3. Get a Book of Advent Reflections
To help you focus your thoughts during this time of waiting and anticipation. Several suggestions are A Monastery Journey to Christmas, Watch for the Light: Readings for Advent and Christmas or Waiting Here for You: An Advent Journey of Hope are fabulous choices. Each of these books contains a series of readings that will take you from the beginning of Advent through the Christmas season. The readings will remind you that in the quiet of the season as we approach the shortest, darkest day of winter there is hope in the form of the light of the Christ child.
4. The Jesse Tree
Similar to an Advent wreath, but a bit more involved in that there are particular prayers and activities each day is the Jesse Tree. The Jesse Tree celebrates the entirety of Salvation History, beginning with Creation as the starting point in our journey to Christ. Here’s an affordable one we found on the interwebs. For more about this beautiful custom, particularly enjoyable for children, are either of the following books: The Advent Jesse Tree: Devotions for Children and Adults or Advent Devotional: The Jesse Tree.
5. Get your Children an Advent Calendar
These can be the one use types that you buy at the grocery store, although it’s sometimes difficult to find a Christian themed one (most are Santa Claus). Here are three nice ones: Peaceful Prince, No Room at the Inn or Holy Family Advent Calendar. But you really ought to consider a calendar that is timeless and can be passed on to future generations. You can find these heirlooms at local Christian stores or on the internet. Amazon has a few nice ones: Wooden Nativity Advent Calendar or Nativity Fabric Advent Calendar.
6. Make a Pilgrimage to a Local Marian Shrine or Cathedral
Make a day of it (or even an overnight trip) and go for Mass on a Sunday, take a tour. If the shrine or cathedral is in a larger town or city, check out local art exhibits or music events for one with a Christmas or Christian theme. You might find a performance of the Messiah or A Christmas Carol – sometimes these are done by professional groups but often you can find a local church choir or even a local high school performing one of these.
7. Commit to Helping Someone Else During Advent and/or Throughout the Year
Take your children and shop for someone less fortunate than yourself. Many parishes have “wish lists” of things needed by disadvantaged parishoners or community members. There is Toys for Tots run by the Marines. Offer to help an elderly parishioner with grocery shopping or needed transportation. Invite a parishioner without family to come share your Christmas dinner.
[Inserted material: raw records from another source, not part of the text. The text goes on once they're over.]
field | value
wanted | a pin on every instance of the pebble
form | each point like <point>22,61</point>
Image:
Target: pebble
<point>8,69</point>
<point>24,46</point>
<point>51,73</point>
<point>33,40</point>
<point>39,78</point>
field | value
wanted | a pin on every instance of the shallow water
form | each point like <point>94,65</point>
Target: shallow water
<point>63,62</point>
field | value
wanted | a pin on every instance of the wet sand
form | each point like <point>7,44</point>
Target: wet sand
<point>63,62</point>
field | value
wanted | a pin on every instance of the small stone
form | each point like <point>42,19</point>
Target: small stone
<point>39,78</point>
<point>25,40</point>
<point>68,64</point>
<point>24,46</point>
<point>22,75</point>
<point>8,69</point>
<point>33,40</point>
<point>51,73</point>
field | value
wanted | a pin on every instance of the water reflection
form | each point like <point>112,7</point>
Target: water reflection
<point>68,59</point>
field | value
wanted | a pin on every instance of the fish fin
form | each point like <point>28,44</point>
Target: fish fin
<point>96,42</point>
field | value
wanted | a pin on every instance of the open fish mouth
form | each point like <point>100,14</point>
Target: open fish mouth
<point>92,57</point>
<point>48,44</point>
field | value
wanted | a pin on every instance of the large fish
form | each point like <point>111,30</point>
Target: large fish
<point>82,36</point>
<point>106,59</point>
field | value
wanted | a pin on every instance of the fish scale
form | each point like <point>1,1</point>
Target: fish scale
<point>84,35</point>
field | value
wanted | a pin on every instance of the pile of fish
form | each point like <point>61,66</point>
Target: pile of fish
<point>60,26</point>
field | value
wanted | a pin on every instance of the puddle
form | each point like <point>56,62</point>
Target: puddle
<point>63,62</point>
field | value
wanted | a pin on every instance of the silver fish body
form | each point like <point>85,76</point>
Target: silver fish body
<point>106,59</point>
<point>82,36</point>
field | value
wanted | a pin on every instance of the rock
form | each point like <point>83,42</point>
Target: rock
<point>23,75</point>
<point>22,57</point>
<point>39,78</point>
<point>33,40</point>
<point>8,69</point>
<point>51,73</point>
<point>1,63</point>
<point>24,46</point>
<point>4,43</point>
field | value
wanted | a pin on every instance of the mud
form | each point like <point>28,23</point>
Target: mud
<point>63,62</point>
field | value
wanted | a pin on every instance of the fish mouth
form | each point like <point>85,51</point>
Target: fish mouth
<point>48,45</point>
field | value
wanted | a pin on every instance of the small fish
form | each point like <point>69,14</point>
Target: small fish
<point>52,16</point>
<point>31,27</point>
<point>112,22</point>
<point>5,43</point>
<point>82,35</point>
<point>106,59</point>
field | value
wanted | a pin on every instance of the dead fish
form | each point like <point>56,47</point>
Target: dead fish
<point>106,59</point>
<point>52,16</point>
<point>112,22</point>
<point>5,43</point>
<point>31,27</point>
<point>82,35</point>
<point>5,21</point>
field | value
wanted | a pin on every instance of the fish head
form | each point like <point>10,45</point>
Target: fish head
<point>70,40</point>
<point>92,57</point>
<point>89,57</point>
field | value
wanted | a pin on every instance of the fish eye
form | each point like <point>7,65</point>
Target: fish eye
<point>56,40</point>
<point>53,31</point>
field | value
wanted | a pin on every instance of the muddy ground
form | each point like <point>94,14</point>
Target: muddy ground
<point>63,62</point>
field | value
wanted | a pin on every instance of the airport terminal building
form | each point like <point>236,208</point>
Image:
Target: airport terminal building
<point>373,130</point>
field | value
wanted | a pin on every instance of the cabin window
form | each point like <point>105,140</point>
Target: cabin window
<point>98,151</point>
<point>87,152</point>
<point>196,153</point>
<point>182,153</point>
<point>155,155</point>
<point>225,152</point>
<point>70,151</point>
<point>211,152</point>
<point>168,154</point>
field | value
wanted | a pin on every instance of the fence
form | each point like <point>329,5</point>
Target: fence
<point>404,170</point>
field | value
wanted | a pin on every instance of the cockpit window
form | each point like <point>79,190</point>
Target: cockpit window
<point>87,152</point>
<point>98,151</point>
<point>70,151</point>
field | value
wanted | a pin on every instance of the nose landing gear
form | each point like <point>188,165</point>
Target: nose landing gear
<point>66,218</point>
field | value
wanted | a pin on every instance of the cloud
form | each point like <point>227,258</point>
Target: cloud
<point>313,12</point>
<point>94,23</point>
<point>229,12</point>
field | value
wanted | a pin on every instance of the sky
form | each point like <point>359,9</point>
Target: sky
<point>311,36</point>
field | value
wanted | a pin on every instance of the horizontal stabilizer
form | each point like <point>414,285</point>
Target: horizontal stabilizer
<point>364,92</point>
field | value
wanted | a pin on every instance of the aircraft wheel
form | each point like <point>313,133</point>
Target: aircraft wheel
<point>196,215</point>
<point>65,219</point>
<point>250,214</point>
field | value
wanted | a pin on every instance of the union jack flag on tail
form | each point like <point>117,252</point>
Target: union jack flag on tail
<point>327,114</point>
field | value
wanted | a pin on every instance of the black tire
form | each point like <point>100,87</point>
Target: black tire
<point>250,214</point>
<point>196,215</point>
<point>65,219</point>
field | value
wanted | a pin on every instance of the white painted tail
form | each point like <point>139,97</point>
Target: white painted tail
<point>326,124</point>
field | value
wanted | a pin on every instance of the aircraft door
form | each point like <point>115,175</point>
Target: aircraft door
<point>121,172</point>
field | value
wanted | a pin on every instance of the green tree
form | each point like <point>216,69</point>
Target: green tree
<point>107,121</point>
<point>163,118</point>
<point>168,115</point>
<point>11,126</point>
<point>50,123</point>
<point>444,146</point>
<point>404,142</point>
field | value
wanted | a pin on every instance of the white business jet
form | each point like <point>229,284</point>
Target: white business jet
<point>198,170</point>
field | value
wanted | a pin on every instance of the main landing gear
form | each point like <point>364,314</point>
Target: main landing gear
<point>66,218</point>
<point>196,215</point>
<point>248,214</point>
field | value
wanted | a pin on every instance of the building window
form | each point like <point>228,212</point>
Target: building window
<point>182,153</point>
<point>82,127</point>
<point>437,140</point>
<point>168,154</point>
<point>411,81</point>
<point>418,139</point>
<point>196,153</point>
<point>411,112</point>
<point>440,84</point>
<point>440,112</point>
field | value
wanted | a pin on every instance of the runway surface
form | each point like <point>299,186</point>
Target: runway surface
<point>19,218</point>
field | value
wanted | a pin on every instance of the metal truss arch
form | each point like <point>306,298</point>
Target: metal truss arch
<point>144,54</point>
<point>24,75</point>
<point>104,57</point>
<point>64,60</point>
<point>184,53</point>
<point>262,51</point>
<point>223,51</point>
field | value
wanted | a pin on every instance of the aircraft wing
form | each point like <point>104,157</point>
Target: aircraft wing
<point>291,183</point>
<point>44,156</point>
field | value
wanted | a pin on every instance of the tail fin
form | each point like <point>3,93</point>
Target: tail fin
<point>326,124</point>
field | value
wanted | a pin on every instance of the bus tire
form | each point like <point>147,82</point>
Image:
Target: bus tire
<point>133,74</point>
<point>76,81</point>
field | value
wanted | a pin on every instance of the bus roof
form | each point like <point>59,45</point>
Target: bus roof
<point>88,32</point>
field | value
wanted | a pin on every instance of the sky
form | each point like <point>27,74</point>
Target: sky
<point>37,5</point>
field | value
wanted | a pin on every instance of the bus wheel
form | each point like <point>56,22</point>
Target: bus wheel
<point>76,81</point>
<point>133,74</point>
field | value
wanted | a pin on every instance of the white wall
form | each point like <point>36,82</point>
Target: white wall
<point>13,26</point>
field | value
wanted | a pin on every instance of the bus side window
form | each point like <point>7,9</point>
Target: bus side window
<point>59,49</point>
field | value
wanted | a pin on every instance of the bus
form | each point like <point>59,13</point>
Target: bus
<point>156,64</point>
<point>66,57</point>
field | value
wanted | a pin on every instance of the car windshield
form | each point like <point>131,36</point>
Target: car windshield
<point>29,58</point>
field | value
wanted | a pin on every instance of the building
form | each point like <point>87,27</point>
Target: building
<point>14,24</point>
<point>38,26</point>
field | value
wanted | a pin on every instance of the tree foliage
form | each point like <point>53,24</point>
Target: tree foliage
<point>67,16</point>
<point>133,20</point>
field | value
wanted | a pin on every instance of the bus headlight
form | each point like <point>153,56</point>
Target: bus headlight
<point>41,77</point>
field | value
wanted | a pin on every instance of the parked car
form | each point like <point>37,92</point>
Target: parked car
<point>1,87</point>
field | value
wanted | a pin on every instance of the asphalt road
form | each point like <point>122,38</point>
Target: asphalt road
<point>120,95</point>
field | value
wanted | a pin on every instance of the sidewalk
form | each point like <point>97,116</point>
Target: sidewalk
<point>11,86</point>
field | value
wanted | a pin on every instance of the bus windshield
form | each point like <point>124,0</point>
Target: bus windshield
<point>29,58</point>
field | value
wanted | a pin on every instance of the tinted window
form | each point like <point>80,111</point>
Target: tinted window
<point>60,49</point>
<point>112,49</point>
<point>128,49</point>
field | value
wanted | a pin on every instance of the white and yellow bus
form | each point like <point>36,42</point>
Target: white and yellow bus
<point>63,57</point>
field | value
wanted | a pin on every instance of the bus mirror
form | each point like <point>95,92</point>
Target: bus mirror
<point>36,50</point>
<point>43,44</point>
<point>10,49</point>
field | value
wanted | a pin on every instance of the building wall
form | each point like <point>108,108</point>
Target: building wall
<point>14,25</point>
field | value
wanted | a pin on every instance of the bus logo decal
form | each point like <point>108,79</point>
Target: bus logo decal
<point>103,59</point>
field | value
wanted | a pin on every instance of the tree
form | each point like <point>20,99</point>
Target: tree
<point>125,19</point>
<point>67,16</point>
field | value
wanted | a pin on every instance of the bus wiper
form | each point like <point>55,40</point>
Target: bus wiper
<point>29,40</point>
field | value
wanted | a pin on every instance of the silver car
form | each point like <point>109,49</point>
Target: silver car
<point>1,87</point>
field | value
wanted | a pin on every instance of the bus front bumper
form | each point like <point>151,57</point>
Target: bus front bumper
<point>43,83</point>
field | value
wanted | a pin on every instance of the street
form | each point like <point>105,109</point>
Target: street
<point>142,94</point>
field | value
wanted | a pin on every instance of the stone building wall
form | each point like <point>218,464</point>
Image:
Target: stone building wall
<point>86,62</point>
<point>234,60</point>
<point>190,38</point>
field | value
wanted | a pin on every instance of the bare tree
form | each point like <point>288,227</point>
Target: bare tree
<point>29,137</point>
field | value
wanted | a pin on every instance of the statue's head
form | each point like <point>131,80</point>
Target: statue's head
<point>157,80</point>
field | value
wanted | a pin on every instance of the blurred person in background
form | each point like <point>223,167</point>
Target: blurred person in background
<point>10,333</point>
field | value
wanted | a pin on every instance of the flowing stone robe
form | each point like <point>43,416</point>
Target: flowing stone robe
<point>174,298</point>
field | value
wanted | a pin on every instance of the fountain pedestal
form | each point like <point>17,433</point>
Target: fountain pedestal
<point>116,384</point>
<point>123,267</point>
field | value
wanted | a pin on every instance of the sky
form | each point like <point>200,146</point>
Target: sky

8. Resolve to Keep Advent a Season of Reflection and Quiet
Forego the numerous holiday celebrations where the food and the alcohol flow freely and choose just a few of the most important and meaningful holiday gatherings to attend. Don’t overextend yourself. Go for walks by yourself, with family and friends. Get enough sleep and don’t overindulge at gatherings. Turn the TV off and listen to sacred music appropriate for the season. Here are a few suggestions: Handel’s Messiah, Advent at Ephesus, Puer Natus Est – Tudor Music for Advent and Christmas.
9. Make a Retreat
There are many one day or overnight retreats that are offered throughout the United States during the Advent Season. Check your local parish newsletter, diocesan webpage or simply a Google search to find one convenient to where you live. Even if you can’t find one that works for you, it is possible to do your own mini-retreat right at home. A book that is more action oriented in its reflections is The Unsheltered Heart: An At-Home Advent Retreat.
10. Go to Confession before Christmas Day
Do more than the minimum obligation for Catholics of one Confession yearly. Go and cleanse your soul in anticipation of the great feast of His birth.
Whatever you choose, be sure to keep Christ front and center always throughout the season. Reflect on the centrality of His message to our world and for your life. Let His love for you be the first thought on your mind upon arising and the last thought upon retiring for the night. Practice gratefulness and charity. Take care of yourself that you might better take care of those around you.